バディは、追ってくるレッド・エルヴィス率いるロックンローラー集団や、他の個性的なサムライたち、そして荒野に潜む危険な存在と戦いながら、ラスベガスへの道を切り拓いていきます。彼の目的はただ一つ、王の座に就き、ロックンロールを再び世界に響かせることでした。
主なキャスト
- バディ: ジェフリー・ファルコ
- 少年: ジャスティン・マクガイア
- デス: レッド・エルヴィス
- その他、多くのユニークなキャラクターが登場
主題歌・楽曲
この映画は、エルヴィス・プレスリーへのオマージュが強く、全編にわたって彼の音楽が重要な役割を果たしています。
- 劇中音楽: 主にアメリカのロカビリーやサーフロックなどのジャンルの楽曲が多用されています。特に、1950年代のロックンロールや、サーフロックのバンド「The Red Elvises」の楽曲が多数使用されており、映画の雰囲気を強く形成しています。
- The Red Elvises: 監督のランス・マンギアは、このバンドの楽曲に惚れ込み、彼らを映画に起用。実際に劇中にも「レッド・エルヴィス」という名前のキャラクターとしてバンドメンバーが登場し、印象的なパフォーマンスを披露しています。そのため、主題歌というよりは、バンドそのものが映画のサウンドトラックの中核をなしています。
受賞歴
- スラムダンス映画祭 1998: 観客賞(長編映画部門)
- ファンタスポルト(ポルト国際映画祭) 1999: 最優秀ファンタジー映画賞
撮影秘話
- 本作は非常に低予算で製作されたインディペンデント映画です。限られた予算の中で、砂漠や廃墟を巧みに利用し、核戦争後の荒廃した世界観を表現しています。
- ロケーション撮影は、カリフォルニア州のデスバレーなど、アメリカ西部の広大な砂漠地帯で行われました。
- 主演のジェフリー・ファルコは、実際にミュージシャン(The Red Elvisesのフロントマン)であり、彼の音楽的才能と個性的なルックスが、バディというキャラクターに説得力と魅力を与えています。
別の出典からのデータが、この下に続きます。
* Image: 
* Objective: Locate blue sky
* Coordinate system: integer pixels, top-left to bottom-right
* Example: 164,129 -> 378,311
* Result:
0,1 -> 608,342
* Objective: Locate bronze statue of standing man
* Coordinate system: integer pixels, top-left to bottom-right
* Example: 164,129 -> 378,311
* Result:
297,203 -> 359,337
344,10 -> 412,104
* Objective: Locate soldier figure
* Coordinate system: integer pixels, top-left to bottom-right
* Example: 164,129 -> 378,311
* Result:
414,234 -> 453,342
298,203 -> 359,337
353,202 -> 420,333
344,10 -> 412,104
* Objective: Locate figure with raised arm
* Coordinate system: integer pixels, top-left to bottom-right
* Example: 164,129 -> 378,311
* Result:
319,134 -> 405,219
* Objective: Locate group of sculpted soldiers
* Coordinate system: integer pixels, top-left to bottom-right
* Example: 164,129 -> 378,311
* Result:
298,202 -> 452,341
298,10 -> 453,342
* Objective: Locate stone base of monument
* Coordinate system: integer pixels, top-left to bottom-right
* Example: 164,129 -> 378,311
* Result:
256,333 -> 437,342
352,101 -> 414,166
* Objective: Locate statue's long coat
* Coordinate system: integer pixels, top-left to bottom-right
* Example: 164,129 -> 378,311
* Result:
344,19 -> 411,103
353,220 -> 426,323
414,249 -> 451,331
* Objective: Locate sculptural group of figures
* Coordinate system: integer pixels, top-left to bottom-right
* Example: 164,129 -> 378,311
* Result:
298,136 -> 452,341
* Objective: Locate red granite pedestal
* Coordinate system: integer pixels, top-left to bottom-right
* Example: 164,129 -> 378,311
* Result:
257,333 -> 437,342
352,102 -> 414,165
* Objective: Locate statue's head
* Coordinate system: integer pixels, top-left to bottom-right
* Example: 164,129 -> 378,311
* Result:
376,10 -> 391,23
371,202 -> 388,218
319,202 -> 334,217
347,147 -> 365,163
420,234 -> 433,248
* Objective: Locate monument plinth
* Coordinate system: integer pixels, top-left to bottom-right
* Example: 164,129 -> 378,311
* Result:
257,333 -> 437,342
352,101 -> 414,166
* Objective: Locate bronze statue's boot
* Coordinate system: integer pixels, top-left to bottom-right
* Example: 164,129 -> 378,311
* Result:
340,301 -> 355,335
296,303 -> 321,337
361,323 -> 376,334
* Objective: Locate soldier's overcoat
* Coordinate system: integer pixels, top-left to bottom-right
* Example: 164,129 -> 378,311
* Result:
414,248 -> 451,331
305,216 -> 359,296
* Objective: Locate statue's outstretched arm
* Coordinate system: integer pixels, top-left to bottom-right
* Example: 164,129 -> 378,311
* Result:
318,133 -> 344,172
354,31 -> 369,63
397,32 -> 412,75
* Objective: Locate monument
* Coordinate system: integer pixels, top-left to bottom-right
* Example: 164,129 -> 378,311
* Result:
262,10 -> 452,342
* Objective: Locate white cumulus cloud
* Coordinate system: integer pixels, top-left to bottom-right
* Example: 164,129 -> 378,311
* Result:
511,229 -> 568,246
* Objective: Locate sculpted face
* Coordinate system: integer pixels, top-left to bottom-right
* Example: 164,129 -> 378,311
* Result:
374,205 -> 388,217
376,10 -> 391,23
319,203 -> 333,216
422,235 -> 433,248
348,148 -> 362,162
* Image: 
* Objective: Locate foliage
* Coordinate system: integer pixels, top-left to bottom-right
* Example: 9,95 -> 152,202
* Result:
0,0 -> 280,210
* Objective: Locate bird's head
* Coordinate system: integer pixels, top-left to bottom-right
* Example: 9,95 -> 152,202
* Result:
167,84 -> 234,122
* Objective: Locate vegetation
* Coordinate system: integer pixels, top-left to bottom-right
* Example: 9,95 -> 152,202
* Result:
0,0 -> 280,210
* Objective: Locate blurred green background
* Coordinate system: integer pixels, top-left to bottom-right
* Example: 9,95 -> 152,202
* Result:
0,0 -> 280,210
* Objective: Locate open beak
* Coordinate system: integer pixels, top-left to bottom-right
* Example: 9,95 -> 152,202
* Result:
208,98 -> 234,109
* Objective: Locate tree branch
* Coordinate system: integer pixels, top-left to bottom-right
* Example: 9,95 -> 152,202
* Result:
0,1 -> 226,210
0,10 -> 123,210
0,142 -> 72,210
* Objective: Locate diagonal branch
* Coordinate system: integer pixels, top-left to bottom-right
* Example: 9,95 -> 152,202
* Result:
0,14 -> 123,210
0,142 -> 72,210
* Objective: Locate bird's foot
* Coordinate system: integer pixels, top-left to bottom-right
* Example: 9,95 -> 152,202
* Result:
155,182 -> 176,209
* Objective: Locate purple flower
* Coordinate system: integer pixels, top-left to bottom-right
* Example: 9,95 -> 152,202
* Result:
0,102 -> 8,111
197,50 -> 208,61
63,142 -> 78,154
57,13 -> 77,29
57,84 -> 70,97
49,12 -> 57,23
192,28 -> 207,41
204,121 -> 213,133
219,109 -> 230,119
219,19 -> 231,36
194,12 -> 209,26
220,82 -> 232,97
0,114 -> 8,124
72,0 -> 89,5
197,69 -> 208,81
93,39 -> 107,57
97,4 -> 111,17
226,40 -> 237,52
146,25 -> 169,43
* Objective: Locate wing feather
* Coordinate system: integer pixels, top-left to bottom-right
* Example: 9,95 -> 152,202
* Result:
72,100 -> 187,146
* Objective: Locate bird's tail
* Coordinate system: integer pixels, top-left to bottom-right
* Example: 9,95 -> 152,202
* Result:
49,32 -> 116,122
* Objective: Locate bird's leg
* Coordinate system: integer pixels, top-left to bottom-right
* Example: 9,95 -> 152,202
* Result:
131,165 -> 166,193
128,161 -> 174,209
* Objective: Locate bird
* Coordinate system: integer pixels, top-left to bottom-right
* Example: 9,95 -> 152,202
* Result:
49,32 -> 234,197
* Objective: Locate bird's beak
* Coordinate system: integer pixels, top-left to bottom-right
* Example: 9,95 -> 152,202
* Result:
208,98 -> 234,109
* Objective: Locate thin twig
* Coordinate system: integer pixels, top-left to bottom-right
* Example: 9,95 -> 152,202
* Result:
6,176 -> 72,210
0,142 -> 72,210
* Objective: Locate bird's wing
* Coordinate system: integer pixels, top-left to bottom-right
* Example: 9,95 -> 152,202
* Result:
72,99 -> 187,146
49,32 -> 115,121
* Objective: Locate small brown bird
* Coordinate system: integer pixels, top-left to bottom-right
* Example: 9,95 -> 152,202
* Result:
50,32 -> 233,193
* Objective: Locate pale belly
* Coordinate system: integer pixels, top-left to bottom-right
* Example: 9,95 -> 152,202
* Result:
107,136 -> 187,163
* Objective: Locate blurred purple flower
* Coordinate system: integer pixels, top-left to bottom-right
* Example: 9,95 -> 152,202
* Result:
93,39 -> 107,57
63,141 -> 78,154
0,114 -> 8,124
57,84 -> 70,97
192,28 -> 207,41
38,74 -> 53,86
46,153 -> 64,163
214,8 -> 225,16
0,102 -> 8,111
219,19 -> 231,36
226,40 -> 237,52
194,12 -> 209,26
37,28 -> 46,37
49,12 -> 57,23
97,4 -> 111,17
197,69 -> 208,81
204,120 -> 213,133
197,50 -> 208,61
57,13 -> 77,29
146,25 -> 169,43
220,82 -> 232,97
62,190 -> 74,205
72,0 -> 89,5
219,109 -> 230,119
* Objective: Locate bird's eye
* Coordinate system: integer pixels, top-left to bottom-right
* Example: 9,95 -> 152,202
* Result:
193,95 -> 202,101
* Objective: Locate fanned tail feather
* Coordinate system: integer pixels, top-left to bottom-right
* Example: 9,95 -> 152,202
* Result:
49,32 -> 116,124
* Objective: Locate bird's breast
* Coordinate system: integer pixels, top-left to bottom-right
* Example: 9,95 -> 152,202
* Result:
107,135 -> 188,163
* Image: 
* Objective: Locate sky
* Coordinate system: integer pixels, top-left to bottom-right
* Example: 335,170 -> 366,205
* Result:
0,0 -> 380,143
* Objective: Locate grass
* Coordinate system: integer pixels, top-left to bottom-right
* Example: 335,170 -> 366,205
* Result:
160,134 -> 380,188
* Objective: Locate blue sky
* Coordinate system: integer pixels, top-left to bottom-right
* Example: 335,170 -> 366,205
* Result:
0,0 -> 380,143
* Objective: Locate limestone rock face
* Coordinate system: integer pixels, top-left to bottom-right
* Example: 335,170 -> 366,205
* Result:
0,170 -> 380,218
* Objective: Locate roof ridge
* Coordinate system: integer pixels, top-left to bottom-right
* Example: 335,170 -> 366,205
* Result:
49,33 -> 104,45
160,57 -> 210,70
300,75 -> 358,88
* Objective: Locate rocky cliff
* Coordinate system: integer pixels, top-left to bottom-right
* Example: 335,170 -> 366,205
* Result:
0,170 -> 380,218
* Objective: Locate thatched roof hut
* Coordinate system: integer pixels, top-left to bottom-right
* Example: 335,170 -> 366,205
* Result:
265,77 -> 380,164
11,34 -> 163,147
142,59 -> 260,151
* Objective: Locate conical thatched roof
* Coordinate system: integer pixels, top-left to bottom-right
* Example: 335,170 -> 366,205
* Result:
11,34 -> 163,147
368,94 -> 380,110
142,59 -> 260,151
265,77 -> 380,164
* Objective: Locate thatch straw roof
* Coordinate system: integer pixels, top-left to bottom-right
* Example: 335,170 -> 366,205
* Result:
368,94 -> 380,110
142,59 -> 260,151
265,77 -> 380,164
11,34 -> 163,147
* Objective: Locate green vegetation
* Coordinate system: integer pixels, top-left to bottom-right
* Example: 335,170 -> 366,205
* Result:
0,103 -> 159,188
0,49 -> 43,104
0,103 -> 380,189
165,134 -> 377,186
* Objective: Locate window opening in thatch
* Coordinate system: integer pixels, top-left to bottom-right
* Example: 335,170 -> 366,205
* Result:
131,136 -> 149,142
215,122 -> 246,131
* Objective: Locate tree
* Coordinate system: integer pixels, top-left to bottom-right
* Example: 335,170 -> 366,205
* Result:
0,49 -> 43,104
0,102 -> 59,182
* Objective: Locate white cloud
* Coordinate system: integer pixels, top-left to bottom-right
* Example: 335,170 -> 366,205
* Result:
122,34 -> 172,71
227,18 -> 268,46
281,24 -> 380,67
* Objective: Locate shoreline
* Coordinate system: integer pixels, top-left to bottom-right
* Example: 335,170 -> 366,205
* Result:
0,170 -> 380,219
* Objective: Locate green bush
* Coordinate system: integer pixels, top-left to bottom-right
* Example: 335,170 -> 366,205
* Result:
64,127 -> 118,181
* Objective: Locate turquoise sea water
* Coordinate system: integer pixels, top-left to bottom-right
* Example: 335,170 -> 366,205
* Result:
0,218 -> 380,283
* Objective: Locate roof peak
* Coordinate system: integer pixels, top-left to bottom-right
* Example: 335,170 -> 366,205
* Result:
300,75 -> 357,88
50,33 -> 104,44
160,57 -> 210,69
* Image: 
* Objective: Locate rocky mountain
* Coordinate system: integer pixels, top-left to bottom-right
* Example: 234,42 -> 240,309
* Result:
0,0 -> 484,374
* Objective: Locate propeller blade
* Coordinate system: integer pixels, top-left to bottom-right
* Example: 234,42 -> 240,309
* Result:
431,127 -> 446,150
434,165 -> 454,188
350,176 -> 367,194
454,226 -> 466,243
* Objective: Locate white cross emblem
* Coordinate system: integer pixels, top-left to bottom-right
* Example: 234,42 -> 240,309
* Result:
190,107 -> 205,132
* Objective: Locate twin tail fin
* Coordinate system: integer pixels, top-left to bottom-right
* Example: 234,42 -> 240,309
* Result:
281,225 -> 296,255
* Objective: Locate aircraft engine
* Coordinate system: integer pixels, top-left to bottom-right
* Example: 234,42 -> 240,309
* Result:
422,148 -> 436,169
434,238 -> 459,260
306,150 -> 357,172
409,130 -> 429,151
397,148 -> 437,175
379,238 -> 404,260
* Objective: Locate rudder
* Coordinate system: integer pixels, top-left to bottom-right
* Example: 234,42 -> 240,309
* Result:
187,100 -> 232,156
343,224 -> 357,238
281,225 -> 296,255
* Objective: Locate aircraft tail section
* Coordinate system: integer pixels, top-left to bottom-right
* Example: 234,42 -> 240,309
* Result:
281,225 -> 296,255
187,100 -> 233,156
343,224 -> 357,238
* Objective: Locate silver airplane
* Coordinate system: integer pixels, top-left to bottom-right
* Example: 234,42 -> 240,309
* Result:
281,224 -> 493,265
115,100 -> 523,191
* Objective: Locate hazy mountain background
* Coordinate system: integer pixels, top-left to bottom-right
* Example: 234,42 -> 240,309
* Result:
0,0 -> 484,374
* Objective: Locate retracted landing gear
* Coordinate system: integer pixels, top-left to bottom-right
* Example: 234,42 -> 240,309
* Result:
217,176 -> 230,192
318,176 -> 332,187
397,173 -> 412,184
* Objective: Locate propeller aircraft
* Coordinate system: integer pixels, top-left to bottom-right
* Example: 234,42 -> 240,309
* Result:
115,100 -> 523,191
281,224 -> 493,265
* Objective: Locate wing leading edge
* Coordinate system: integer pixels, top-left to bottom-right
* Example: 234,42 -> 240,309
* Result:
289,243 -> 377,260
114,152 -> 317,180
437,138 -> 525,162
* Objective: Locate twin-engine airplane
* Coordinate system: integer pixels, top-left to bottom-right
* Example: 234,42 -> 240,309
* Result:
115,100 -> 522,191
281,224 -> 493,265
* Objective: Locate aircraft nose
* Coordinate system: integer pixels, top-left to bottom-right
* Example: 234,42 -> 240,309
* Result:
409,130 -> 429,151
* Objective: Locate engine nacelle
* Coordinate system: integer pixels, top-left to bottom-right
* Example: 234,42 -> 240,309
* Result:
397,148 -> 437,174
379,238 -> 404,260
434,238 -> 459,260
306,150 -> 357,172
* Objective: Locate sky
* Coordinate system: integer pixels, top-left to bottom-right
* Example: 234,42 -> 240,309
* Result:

- 監督のランス・マンギアは、黒澤明監督の『用心棒』や、セルジオ・レオーネ監督のマカロニ・ウェスタン、さらには日本の特撮やアニメーションからの影響を公言しており、それらの要素が随所に見て取れます。
感想
『シックス・ストリング・サムライ』は、その唯一無二の世界観とスタイルで、観る者に強烈な印象を残すカルト映画です。核戦争後の世紀末的な世界に、エルヴィス風のロックンロールと侍の要素を融合させた設定は、まさに奇想天外。低予算ながらも、監督のビジョンとアイデアが詰まっており、独特のユーモアとシュールさが魅力です。万人受けする作品ではありませんが、B級映画やカルト映画、あるいは音楽映画が好きなら、他に類を見ない体験ができるでしょう。
レビュー
批評家からのレビューは賛否両論ありましたが、そのオリジナリティとスタイルは高く評価されました。特に、低予算ながらも作り込まれた世界観、印象的なアクション、そして音楽の使い方は多くの批評家から称賛されました。「マッドマックス」と「エルヴィス・プレスリー」、そして「チャンバラ」を組み合わせたような作品として、カルト映画ファンに強く支持されています。
考察
この映画は、単なるSFアクションにとどまらず、アメリカ文化の象徴であるロックンロール(エルヴィス)と、東洋の武士道(サムライ)の融合というユニークなテーマを探求しています。荒廃した世界で、音楽が最後の希望であり、生きる指針となるというメッセージが込められています。また、主人公バディと少年の間に芽生える父性的な絆も、物語の重要な要素となっています。
ラスト
(ネタバレを含みます)
バディはついにロスト・ベガスに到着します。しかし、そこで彼は、次なる王となるために、最後の対決の相手、強敵の『デス』を倒し、乗り越えなければなりません。
激しいギターバトルと剣の戦いの末、バディはデスを打ち破ります。しかし、バディも戦いによって力尽きます。
そして少年は、バディのギターと眼鏡を引き継ぎます。少年がベガスへ向かう姿を映し出し、ロックンロールの精神が世代を超えて永遠に続いていくことを示唆して終わります。
視聴できるサイト
まとめ
映画『シックス・ストリング・サムライ』は、1998年製作のカルト的なSFアクション・コメディです。核戦争後のアメリカを舞台に、エルヴィス・プレスリーの遺志を継ぐべく、ギターと刀を手にラスベガスを目指す謎のサムライ、バディの旅を描いています。ロカビリーバンド「The Red Elvises」による音楽が作品の核となり、独特の世界観とシュールなユーモア、スタイリッシュなアクションが融合した、唯一無二の魅力を持つ作品です。低予算ながらも、その独創性で熱狂的なファンを獲得し、スラムダンス映画祭で観客賞を受賞するなど、高い評価を得ています。